Il «San Martino della Battaglia» inverte la tendenza e rilancia

di Claudio Andrizzi
LA RISCOPERTA. Al via da questa settimana la vendemmia nel comprensorio della piccola Doc. Numeri limitati, ma in aumento per un bianco che «riconquista»
Il «San Martino della Battaglia Doc» rinnova la sfida sul mercato
Il «San Martino della Battaglia Doc» rinnova la sfida sul mercato
Il «San Martino della Battaglia Doc» rinnova la sfida sul mercato
Il «San Martino della Battaglia Doc» rinnova la sfida sul mercato

Prende il via questa settimana la vendemmia delle uve per il San Martino della Battaglia Doc: un piccolo grande vino bresciano che, dopo alcune annate a rischio estinzione, sta vivendo una stagione all'insegna della riscoperta. I numeri sono sempre limitati, ma la crescita è indiscutibile: basti pensare che nel 2011 l'imbottigliato registra una crescita a 325 ettolitri (pari a circa 40 mila pezzi) contro i 121 dell'anno prima. Ma è soprattutto il confronto con il 2009 - con soli 85 hl -, a far ben sperare per il futuro di un prodotto di grandi tradizioni, per anni il bianco più gettonato nelle osterie della «Leonessa»; poi, complice la concorrenza del vicino Lugana, va registrata la progressiva perdita di ettari e favori del pubblico.

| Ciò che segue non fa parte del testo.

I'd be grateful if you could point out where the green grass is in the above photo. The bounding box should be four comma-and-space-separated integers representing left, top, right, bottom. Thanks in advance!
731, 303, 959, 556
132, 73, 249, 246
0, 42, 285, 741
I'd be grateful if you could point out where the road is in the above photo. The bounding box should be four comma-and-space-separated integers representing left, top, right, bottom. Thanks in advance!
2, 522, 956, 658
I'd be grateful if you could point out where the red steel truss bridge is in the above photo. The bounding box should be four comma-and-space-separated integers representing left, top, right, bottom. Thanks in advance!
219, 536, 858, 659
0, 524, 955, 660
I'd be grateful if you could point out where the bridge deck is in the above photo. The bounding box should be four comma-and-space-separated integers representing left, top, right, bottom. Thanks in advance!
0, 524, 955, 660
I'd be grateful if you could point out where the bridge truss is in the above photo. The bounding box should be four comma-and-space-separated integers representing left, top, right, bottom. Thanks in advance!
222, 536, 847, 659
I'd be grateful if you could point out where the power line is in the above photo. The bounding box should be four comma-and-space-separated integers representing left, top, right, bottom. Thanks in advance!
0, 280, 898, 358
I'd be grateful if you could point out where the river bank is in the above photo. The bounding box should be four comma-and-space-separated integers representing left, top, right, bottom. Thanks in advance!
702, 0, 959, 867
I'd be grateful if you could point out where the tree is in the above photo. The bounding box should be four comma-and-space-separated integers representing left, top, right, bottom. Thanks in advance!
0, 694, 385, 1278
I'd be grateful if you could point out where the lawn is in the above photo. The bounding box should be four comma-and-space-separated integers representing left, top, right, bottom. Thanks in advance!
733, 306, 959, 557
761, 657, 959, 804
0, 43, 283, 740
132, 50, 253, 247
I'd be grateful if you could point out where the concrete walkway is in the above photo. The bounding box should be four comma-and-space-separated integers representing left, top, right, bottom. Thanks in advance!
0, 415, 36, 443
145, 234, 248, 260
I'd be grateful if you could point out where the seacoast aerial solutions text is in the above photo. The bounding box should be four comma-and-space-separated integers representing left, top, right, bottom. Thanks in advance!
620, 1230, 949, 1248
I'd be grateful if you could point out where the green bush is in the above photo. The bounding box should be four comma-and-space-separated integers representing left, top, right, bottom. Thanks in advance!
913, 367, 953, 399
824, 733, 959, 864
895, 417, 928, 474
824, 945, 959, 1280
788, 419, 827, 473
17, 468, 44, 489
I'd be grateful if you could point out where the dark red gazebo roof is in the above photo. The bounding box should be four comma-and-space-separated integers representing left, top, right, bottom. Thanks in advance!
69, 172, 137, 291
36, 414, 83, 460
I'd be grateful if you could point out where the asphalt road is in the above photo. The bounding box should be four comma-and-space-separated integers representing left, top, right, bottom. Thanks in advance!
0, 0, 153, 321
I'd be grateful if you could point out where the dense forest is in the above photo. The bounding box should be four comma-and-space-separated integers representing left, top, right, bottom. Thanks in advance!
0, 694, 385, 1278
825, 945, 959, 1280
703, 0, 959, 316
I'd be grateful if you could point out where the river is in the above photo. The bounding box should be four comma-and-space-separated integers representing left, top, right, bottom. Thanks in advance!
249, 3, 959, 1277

DA QUALCHE anno, però, si sta registrando una decisa inversione di tendenza, grazie soprattutto a un manipolo di coraggiosi produttori che continuano a credere nelle potenzialità di questa tipologia. Fra questi c'è, senza dubbio, Luca Formentini, proprietario dell'azienda agricola Selva Capuzza, dalla quale esce il «Campo del Soglio» da molti indicato come il vino alla base della rivitalizzazione della produzione. «Fino a poco tempo fa il San Martino era un vino praticamente dimenticato, di cui nessuno voleva nemmeno sentir parlare - spiega il giovane produttore gardesano -. Oggi è diventato nuovamente una delle proposte più interessanti del territorio gardesano, grazie a un percorso di riscoperta che ha fatto crescere sia la curiosità degli appassionati, sia l'interesse dei ristoratori».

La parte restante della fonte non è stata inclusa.